19 Ekim 2009 Pazartesi

Zamanı düşü(n/r)üyorum!


Zamanı düşünüyorum. Ya da elimden düşürüyorum bazen. Şimdi ile gelecekte bir nokta arasında gidip geliyorum. Realite ile kendi isteklerim arasında. Hep kendi realitemi yaratmak için bütün enerjimi kullanmam mı gerekecek? Biraz tembellik etmeye hakkım var benim de. Aslında itiraf ediyorum takıldım. Bu saplantılı durumdan kurtarmam lazım kendimi.

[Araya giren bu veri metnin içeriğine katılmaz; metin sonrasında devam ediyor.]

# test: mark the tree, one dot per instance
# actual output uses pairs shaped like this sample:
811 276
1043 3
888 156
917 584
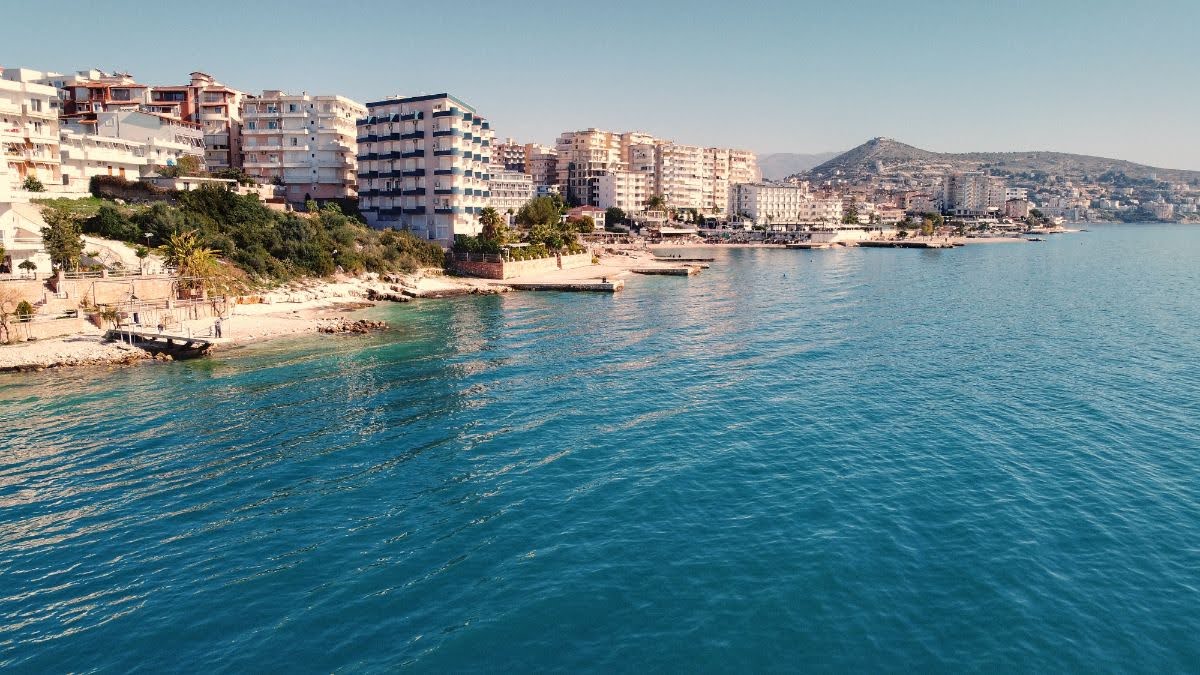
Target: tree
24 311
196 264
492 222
850 216
540 210
586 225
9 302
142 252
613 217
63 237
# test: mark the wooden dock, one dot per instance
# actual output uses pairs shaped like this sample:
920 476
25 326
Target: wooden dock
175 346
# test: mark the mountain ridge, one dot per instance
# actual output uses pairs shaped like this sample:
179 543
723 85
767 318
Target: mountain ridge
881 156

Doğum günüme 4 gün kala medyum kafamı, geçirdiğim hızlı hafta sonu ruhumu karıştırdı. Bebe partnerle rakı balık eşliğinde Zeki Müren dinlemek güzeldi. Motorun arkasında oradan oraya akmak güzeldi. Çok uzun bir süre sonra gençlerin arasına karışıp Bedük’ü dinlemek güzeldi. Bir lezbiyen tarafından 23 yaşında çıtır zannedilmek güzeldi. Medyumumdan 2 aya kadar istediğim arabayı alacağımı duymakta güzeldi. Ama beni 3 güne kadar arayacağını ve doğum günümü kutlayacağını duymak aslında en güzeliydi. Onun için sona sakladım. Ben ne kadar güzelim peki? Ve zaman nasıl bir ölçüm aracı? Bulandım. Tütün deposuna gidip bienalin kalanına bakayım. Biraz güneş, biraz Karaköy kurtarır beni. Güzelleştirir beni.. Sev beni.. Seveyim seni..

11 Ekim 2009 Pazar

KÜLTÜR TAŞIYICISI




Hem kültür beslemeli, hem de son derece serseri geçen bir hafta sonunun ardından ruhumu temizlemeye anneciğime geldim. Saatlerdir parmaklarım derman bulsa da yazsam diye bekliyorum. Bir kuvvet başladım ama her şeyi yazabilecek kadar uzatamayacağım sanırım. En güzel yanı bienaldi. Bol bol foto çektim. Hangisini kullansam karar veremiyorum. Önümüzdeki günlerde de paylaşmaya devam edeceğim ufak ufak.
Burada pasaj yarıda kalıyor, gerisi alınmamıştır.